Since MSC Cruises restarted operations in the Mediterranean, for instance, it has tested every arriving passenger for COVID-19 before allowing them to board. Viking recently announced that initially at least, is expected to test passengers for COVID-19 every day of every cruise.
Cruises to nowhere
One of the big allures of cruising is the ability to visit three, four or even more destinations in a single week. You can be in Spain one day, France the next day and Italy the day after that. But with the number of places cruise ships are allowed to go still heavily restricted due to the coronavirus pandemic, cruise lines that have begun bringing back vessels have had to get creative with their itineraries, either by cutting back on port calls or — in the most extreme cases — doing away with port calls entirely.
Known as “cruises to nowhere,” the latter sort of trips entails nothing more than getting on a ship and being driven out into the ocean to circle around for a few days before returning to where you began.

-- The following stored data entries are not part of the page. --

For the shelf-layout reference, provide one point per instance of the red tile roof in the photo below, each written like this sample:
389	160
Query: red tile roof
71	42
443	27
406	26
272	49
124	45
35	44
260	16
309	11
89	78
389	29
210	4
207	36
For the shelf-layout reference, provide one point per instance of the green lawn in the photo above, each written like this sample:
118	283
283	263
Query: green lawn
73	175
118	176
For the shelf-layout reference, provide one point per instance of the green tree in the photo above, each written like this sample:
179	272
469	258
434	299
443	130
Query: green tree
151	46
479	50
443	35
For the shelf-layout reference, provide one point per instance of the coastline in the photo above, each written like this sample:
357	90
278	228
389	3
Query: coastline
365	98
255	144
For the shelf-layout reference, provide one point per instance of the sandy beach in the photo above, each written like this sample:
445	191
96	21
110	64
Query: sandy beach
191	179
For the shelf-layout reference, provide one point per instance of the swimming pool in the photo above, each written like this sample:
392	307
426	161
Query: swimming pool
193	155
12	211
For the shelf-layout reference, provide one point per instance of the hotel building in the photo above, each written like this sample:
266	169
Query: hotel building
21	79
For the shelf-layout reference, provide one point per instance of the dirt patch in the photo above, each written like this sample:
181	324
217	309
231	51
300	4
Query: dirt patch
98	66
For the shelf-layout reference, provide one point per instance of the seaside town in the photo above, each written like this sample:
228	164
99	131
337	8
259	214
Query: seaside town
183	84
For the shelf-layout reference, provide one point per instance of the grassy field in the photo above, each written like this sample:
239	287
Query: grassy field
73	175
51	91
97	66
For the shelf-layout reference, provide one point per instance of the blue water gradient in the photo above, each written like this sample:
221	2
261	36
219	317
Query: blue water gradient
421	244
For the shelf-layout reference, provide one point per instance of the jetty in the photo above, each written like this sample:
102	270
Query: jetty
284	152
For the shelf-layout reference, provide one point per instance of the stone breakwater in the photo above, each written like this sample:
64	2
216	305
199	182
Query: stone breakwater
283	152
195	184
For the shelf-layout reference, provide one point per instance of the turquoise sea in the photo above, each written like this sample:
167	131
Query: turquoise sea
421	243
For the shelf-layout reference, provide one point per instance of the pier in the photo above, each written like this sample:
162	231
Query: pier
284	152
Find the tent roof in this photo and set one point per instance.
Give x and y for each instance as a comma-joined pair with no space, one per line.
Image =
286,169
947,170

If you see anything from the ship, it’ll be a coastline — and other ships. The big activity is to just relax and enjoy all the onboard amenities, from deck-top pools to theatre shows.
Among the lines that have been running cruises to nowhere in recent months is Royal Caribbean. Its 4,180-passenger Quantum of the Seas has been operating two- to four-night cruises to nowhere out of Singapore for Singapore residents only.
This may be the most unusual new thing that cruise lines have been doing in the wake of the coronavirus pandemic. In an effort to keep COVID-19 off their ships, some lines, such as MSC Cruises, have been restricting passengers from touring port towns on their own.
The lines still are including port calls on their itineraries. But passengers only are being allowed off if they are on an official, cruise line-organized shore excursion with a guide.
The idea is that passengers can be carefully controlled and monitored on organized shore excursions so that they don’t interact with locals in a way that would allow them to be exposed to someone carrying COVID-19.
Running ships only half full
If you cruise a lot, you know that cruise ships almost always operate completely full. Cruising is a very high fixed-cost business, and the business model at many lines is designed under the assumption that at least two berths per cabin are full on every sailing.
But as lines have started to tiptoe back into operations, they have been running ships with as many as half of their cabins empty. It’s part of an effort to create more space for passengers on ships to allow for greater social distancing and less chance of the spread of illness.
In some cases, the lower capacity numbers are being mandated by local officials in the places where cruise ships sail.
Operating at such a reduced capacity clearly will not be good for the bottom line of major cruise companies. But, for now, it is what they have to do.